Investing.com– Citi raised its price targets for two Chinese electric vehicle makers, forecasting stronger sales amid resilient domestic conditions despite headwinds for the Chinese economy.

Citi raised its price target on Xpeng Inc (NYSE: ) to $10.30 from $8.90 and maintained a neutral rating on the stock. Citi raised its price target on Li Auto Inc (NASDAQ: ) to $25.50 from $21.60, while maintaining the stock at Neutral.

Xpeng US shares closed at $10.70 on Tuesday, while Li closed at $24.72.

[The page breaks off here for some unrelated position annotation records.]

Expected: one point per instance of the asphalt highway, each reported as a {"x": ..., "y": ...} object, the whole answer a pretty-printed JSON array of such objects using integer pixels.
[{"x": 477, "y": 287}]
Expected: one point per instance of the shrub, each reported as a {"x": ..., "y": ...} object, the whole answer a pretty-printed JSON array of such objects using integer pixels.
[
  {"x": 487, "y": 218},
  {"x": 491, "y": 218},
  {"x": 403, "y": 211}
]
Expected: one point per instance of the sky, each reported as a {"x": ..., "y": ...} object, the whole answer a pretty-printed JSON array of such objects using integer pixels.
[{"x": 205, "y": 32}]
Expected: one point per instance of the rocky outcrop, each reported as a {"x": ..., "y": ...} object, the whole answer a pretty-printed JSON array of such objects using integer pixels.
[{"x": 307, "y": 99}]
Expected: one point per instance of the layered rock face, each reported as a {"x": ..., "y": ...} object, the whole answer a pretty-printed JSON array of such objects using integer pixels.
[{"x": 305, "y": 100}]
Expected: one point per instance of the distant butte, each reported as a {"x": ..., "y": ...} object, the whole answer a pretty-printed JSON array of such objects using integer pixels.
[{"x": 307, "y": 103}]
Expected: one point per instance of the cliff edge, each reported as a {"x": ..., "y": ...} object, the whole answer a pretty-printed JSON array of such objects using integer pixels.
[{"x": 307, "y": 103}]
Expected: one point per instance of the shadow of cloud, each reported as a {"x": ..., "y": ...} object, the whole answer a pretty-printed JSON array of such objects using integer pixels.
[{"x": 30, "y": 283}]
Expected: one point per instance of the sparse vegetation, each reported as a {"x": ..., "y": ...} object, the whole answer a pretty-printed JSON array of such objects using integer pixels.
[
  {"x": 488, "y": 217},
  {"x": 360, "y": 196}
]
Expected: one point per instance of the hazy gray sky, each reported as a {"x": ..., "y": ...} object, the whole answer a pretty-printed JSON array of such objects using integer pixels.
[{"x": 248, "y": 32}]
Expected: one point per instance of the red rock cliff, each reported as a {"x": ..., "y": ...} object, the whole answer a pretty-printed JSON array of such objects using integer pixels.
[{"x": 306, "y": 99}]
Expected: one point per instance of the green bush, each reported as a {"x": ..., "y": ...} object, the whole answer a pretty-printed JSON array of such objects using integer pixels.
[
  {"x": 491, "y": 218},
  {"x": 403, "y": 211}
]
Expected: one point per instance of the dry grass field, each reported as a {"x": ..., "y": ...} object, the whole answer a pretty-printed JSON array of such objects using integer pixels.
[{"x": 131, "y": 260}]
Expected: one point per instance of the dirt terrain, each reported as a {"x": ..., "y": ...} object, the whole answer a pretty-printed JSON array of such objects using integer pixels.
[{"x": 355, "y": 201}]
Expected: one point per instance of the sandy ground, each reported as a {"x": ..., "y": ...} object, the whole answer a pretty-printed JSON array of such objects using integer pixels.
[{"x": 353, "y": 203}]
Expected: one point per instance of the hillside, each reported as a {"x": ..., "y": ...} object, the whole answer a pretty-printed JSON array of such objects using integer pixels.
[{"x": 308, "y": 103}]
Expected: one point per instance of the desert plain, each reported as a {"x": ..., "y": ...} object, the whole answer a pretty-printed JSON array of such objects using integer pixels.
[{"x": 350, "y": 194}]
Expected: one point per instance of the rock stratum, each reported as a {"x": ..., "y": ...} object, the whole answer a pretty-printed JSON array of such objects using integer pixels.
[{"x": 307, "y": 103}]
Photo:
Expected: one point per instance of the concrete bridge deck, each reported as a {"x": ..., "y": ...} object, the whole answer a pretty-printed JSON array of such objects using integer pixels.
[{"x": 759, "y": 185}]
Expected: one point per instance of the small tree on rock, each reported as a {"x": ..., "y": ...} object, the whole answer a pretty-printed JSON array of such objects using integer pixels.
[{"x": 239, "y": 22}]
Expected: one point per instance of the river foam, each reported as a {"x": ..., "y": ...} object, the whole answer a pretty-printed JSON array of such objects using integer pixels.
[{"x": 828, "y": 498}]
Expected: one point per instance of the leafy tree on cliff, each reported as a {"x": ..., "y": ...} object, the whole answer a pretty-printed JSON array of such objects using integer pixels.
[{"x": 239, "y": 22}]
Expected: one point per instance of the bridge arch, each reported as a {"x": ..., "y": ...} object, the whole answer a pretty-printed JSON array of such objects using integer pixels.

The brokerage forecast higher sales for both firms, citing the upcoming launch of Xpeng P7 and a robust product book going into 2025. Citi also forecast a smaller loss for Xpeng over the next two years.

For Li Auto, Citi expects sales momentum to continue after a July-August sales surge and has also raised its sales and profit forecasts for the company.

Citi said both stocks reflected a fair level of valuations and that the risks and rewards on both were balanced.

Chinese electric vehicle makers have remained resilient even after the European Union, the US and Canada imposed heavy import tariffs on the sector earlier this year.

But with domestic demand accounting for the bulk of sales in the sector, import duties were expected to have a limited impact on overall sales. Among the three countries, only the EU has a considerable amount of electric vehicle imports from China.